Retaliation for Verbal Complaints not Protected under FLSA

October 16, 2009 (PLANSPONSOR.com) - The 7th U.S. Circuit Court of Appeals has let stand its previous decision that "unwritten purely verbal complaints" are not protected from employer retaliation in the Fair Labor Standards Act (FLSA).

Declining to hear the case Kasten v.
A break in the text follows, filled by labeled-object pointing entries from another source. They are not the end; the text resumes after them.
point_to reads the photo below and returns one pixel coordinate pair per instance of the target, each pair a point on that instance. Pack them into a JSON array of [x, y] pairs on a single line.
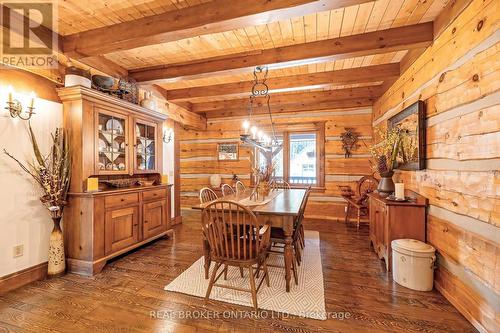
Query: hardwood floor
[[123, 296]]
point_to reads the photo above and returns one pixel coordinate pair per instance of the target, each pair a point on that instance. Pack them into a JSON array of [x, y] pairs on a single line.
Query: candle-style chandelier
[[253, 135]]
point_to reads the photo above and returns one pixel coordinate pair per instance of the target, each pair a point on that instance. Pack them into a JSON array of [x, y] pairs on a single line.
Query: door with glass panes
[[111, 143], [145, 146]]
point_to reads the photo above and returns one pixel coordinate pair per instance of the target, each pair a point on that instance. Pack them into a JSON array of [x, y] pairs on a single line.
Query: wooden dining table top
[[286, 202]]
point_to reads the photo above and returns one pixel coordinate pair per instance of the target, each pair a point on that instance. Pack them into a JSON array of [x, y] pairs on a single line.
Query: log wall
[[198, 155], [457, 77]]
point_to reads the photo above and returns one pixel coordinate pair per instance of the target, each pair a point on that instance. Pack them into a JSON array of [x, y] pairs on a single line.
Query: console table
[[391, 220]]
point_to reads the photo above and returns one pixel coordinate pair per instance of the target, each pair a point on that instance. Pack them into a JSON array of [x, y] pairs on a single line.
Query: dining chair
[[283, 185], [227, 190], [298, 240], [240, 187], [221, 225], [207, 194]]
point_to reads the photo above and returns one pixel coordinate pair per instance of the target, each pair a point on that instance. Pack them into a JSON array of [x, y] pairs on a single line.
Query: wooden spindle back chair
[[227, 190], [207, 195], [298, 240], [235, 238]]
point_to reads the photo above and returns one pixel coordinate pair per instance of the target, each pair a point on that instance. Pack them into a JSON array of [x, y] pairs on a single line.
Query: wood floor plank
[[128, 294]]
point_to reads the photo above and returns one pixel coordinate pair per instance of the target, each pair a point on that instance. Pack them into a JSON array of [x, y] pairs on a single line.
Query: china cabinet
[[119, 143]]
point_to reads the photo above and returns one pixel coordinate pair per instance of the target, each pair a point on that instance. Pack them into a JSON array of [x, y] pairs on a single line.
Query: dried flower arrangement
[[264, 177], [52, 174], [391, 146]]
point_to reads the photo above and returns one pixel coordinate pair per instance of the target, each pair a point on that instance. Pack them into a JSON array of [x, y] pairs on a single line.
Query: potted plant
[[385, 154], [52, 175]]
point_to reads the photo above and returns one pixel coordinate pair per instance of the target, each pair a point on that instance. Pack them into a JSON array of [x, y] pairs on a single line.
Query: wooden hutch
[[112, 140], [390, 220]]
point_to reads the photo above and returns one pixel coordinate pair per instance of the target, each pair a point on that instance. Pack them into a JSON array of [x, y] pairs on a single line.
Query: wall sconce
[[15, 107], [167, 134]]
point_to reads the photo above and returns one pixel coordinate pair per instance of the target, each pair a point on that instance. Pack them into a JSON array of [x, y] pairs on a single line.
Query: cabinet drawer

Saint-Gobain Performance Plastics Corp. en banc, the panel also disregarded a Department of Labor amicus brief on Kasten’s behalf, which urged the court to read the phrase “to file [complaints]” broadly as “to submit,” the National Law Journal reports.   Three judges dissented, saying their colleagues were wrong not to hear the case because the decision departs from other circuits’ decisions and “the long-standing view of the Department of Labor,” according to the news account.

Last year U.S. District Judge Barbara Crabb of the U.S. District Court for the Western District of Wisconsin dismissed the lawsuit by Kevin Kasten, an hourly production worker, ruling that Saint-Gobain Performance Plastics hadn’t retaliated under the FLSA when it fired him after he failed repeatedly to comply with policies for punching in and out on a time clock. Kasten alleged that the company retaliated against him for complaining verbally to supervisors on many occasions that the placement of the clock was illegal because it didn’t allow workers to be paid for time spent donning and doffing protective work clothing.

The 7th Circuit affirmed the lower court ruling.